Foto: Leonardo Fernandez Viloria/Reuters

Três americanos, dois espanhóis e um cidadão tcheco foram detidos na Venezuela, acusados de estarem vinculados a um suposto plano para "desestabilizar" e gerar "ações violentas" no país.

O anúncio foi feito neste sábado (14) pelo ministro do Interior, Diosdado Cabello, que relatou a apreensão de 400 fuzis dos Estados Unidos.

Cabello citou também um suposto plano de atentado contra o presidente Nicolás Maduro e autoridades do Executivo, após as eleições de 28 de julho. Na data, foi proclamada a reeleição de Maduro, em meio a denúncias de fraude pela oposição.

As prisões ocorrem em meio a fortes tensões diplomáticas entre Caracas e os governos da Espanha e dos Estados Unidos. 

Cabello vinculou os supostos planos para "atacar" a Venezuela a centros de inteligência da Espanha, dos Estados Unidos e à líder opositora María Corina Machado, além de outros dirigentes. "Contataram mercenários franceses, mercenários do leste europeu e estão em uma operação para tentar atacar nosso país", acrescentou. Segundo ele, todos os detidos estão confessando.

Foram apreendidos "mais de 400 fuzis", que seriam usados "para atos terroristas aqui na Venezuela, terrorismo promovido por setores políticos", apontou o ministro. "Nós, inclusive, sabemos que o governo dos Estados Unidos está vinculado a essa operação", concluiu.

Espanha nega

"A Espanha nega e rejeita absolutamente qualquer insinuação de estar implicada em uma operação de desestabilização política na Venezuela", disse à Reuters uma fonte do Ministério das Relações Exteriores espanhol.

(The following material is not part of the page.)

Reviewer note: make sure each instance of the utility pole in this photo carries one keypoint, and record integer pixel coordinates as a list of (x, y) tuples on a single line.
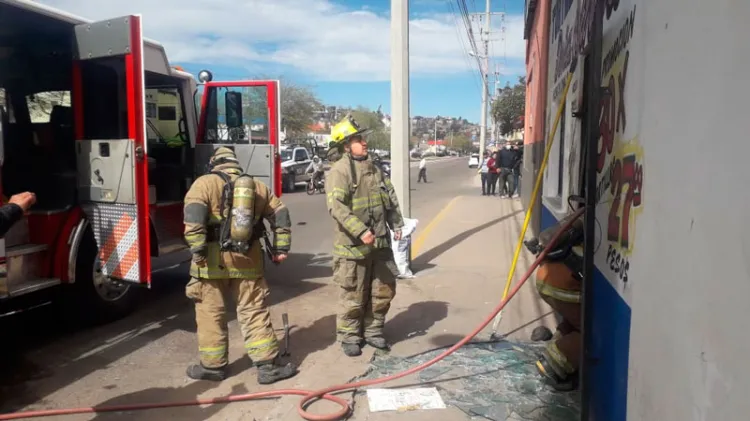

"O governo confirmou que os (dois cidadãos espanhóis) detidos não fazem parte do Centro de Inteligência Nacional ou de qualquer organização estatal. A Espanha defende uma solução democrática e pacífica para a situação na Venezuela ".

EUA também nega

No sábado à noite, um porta-voz do Departamento de Estado americano classificou como "categoricamente falsas" as acusações de que os EUA estariam envolvidos em um complô para desestabilizar o governo Maduro.